La parole est à Mme la secrétaire d’État.

Sabrina Roubache secrétaire d’État · RE #223

Vous avez raison : le principe de laïcité doit être proclamé, affirmé, parfois hurlé. En guise de bilan de l’action du Gouvernement et d’esquisse de celle qu’il continuera de mener, j’évoquerai la révision de la gouvernance des associations gérant un lieu de culture, prévue par la loi CRPR. Tous les décrets d’application de cette loi ont été pris et les avancées juridiques ont fait l’objet d’une circulaire d’application, afin de guider les services confrontés à l’application opérationnelle du texte – la désignation d’un référent laïcité, par exemple. Je crois beaucoup au réseau des référents. Ils sont déjà 17 000, et cet effectif pourrait croître, puisque ledit réseau a vocation à accompagner des millions de fonctionnaires. J’ai demandé au Premier ministre de présider le prochain CIL, car je suis convaincue que chaque ministère doit développer des actions de promotion et de défense de […]

Madame la ministre, votre temps de parole est écoulé.

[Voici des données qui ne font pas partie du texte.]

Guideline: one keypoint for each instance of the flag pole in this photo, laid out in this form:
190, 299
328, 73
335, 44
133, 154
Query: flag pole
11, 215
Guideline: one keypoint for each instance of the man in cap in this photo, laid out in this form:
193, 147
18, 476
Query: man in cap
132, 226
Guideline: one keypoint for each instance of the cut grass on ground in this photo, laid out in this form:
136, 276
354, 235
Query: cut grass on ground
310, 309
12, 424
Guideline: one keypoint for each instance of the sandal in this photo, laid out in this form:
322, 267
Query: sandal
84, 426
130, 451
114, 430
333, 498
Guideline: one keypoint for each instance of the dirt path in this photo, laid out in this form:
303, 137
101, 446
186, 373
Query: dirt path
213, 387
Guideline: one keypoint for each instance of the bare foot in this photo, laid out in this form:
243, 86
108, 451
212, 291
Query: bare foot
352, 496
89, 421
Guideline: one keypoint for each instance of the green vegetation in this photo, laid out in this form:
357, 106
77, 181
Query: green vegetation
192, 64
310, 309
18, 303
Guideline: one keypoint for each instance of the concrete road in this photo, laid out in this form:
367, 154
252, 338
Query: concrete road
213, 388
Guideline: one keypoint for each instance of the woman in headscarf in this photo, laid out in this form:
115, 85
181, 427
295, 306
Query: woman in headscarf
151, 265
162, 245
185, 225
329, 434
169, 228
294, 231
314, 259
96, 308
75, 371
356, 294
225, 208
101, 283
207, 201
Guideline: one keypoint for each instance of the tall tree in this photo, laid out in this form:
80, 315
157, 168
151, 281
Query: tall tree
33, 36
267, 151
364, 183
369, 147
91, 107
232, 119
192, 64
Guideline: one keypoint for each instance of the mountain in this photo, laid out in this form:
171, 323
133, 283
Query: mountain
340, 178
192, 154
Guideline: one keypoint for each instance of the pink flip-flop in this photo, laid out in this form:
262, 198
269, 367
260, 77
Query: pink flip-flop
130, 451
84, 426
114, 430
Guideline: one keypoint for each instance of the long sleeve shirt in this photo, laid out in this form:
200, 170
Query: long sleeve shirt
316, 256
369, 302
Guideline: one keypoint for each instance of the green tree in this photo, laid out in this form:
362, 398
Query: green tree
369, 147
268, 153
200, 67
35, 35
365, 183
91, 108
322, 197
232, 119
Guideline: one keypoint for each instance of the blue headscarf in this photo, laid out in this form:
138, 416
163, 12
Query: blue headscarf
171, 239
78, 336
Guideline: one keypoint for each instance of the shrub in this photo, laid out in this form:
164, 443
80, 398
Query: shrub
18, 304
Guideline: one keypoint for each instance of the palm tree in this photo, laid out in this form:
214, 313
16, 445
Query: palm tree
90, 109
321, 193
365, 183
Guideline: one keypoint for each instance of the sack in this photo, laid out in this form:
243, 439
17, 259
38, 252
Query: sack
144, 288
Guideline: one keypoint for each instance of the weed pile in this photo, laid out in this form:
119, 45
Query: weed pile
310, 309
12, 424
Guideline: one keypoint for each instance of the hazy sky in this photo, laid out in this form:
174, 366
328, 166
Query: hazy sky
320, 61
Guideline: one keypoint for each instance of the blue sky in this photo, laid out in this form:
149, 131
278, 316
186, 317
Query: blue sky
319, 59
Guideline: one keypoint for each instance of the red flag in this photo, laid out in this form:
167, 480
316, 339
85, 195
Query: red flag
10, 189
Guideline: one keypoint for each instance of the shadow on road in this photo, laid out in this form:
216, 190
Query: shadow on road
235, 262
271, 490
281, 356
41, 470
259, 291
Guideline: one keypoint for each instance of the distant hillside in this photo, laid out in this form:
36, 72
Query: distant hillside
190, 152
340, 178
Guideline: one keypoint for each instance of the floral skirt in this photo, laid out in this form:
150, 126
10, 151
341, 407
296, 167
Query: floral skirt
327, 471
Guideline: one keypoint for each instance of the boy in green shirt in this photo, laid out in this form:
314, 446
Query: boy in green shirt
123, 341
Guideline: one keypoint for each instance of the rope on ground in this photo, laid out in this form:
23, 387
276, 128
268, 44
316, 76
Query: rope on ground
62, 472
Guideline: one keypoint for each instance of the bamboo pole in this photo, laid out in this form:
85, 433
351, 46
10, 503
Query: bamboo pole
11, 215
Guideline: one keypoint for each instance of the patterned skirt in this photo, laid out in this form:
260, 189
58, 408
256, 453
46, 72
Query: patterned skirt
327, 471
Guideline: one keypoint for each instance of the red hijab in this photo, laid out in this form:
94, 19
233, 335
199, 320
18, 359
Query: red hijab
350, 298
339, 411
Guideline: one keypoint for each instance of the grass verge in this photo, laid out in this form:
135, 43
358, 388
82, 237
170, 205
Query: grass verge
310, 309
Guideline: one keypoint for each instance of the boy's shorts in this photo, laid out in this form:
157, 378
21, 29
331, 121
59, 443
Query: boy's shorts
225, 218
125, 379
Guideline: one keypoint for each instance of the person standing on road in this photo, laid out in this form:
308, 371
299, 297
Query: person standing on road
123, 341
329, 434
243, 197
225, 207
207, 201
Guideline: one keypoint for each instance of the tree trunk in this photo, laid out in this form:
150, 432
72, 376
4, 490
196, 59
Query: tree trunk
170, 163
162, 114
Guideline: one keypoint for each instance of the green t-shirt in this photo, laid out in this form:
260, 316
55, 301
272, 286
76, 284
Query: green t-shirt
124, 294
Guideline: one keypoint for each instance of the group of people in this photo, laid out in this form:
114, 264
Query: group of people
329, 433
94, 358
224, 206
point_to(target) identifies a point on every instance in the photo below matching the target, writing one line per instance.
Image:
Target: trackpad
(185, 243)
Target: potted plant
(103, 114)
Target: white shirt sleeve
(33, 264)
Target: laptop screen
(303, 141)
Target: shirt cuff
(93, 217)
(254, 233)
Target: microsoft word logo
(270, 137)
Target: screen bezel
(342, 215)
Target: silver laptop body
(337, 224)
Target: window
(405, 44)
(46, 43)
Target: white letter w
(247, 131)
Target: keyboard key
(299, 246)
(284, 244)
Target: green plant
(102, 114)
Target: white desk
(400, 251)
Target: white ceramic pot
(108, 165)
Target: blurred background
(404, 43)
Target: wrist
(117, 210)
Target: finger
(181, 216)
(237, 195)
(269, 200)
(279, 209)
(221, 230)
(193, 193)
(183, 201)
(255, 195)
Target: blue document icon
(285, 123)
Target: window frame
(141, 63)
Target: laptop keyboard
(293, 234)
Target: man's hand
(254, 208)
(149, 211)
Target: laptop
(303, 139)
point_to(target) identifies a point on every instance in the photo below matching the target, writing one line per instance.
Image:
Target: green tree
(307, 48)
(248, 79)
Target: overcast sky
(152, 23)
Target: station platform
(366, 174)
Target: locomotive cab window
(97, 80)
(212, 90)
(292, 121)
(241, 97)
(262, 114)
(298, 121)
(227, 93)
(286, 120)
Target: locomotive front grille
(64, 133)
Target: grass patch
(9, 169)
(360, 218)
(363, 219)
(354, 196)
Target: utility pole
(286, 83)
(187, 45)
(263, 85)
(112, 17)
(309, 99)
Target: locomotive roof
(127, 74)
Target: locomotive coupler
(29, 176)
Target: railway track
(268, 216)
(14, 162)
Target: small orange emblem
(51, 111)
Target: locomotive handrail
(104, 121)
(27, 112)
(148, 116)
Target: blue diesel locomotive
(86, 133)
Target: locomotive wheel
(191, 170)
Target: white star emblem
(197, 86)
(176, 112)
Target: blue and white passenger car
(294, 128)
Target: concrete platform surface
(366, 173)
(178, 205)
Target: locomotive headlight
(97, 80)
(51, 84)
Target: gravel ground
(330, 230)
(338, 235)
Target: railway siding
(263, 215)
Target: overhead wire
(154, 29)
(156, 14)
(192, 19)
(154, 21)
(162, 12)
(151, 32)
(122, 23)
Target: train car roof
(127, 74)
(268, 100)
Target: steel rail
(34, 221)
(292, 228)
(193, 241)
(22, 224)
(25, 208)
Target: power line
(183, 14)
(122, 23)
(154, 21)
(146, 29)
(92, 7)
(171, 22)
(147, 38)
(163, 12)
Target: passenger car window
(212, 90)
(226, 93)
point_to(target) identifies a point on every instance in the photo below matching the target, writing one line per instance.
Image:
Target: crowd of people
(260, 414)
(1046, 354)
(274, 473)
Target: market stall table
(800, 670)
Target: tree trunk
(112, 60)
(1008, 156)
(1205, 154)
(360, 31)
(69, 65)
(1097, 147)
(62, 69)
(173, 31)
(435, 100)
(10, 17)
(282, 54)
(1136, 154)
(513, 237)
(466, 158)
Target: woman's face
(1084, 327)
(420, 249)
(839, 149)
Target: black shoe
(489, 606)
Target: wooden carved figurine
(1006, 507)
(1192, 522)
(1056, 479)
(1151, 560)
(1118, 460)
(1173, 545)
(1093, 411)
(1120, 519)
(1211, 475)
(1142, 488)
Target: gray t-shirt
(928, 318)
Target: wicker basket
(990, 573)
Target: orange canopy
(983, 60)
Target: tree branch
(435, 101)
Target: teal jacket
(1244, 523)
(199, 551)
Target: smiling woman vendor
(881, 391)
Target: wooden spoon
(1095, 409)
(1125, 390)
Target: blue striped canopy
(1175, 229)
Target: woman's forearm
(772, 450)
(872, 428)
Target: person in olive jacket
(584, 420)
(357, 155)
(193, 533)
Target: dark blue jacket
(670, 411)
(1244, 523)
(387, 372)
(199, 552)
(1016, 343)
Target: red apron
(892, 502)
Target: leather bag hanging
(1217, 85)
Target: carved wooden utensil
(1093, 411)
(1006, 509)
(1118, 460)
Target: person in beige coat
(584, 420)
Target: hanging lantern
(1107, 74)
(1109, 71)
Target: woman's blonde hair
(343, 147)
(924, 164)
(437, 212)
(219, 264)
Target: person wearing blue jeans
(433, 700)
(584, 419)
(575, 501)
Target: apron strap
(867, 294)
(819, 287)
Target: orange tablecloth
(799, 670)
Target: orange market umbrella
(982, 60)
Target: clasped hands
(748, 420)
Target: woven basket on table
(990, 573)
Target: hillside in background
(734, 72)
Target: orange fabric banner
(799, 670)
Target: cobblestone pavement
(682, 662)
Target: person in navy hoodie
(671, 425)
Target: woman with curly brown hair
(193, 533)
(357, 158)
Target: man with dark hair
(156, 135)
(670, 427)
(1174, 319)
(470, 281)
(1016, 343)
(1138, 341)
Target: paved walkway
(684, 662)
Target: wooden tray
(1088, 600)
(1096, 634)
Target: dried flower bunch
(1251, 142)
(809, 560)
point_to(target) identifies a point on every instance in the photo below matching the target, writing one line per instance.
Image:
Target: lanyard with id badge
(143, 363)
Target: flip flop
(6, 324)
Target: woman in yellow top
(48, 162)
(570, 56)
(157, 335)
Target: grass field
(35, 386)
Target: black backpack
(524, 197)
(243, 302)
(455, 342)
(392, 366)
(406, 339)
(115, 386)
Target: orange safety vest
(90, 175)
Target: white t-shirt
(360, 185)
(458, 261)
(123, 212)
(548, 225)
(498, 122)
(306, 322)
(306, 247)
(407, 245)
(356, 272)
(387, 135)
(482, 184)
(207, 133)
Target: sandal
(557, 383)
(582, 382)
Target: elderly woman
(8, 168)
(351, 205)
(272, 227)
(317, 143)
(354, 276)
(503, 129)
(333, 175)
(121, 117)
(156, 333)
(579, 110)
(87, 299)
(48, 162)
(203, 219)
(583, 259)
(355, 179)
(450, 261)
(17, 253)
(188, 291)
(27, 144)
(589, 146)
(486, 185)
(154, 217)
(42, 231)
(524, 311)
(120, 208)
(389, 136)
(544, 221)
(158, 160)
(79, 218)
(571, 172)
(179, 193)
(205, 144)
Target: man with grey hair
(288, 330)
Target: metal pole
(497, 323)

Sabrina Roubache secrétaire d’État · RE #226

Mon Dieu ! (Sourires et exclamations sur les bancs des groupes LFI-NUPES et GDR-NUPES.) Pardon, madame la présidente. Pour résumer, mieux le principe de laïcité est appliqué, moins nous faisons de concessions, plus nous sommes forts.

La parole est à M. Philippe Brun.

Ma question sera courte et simple. Le Président de la République a choisi, le 7 décembre dernier, de célébrer Hanoucca au palais de l’Élysée, en présence du grand rabbin de France. Cette célébration est-elle conforme au principe de laïcité, que votre ministère a vocation à défendre ?

Malin !

La parole est à Mme la secrétaire d’État.

Sabrina Roubache secrétaire d’État · RE #231

Je vous remercie de votre question, monsieur le député. Nous n’allons pas faire semblant de ne pas nous connaître ! Si vous me demandez mon avis, le Président a jugé bon…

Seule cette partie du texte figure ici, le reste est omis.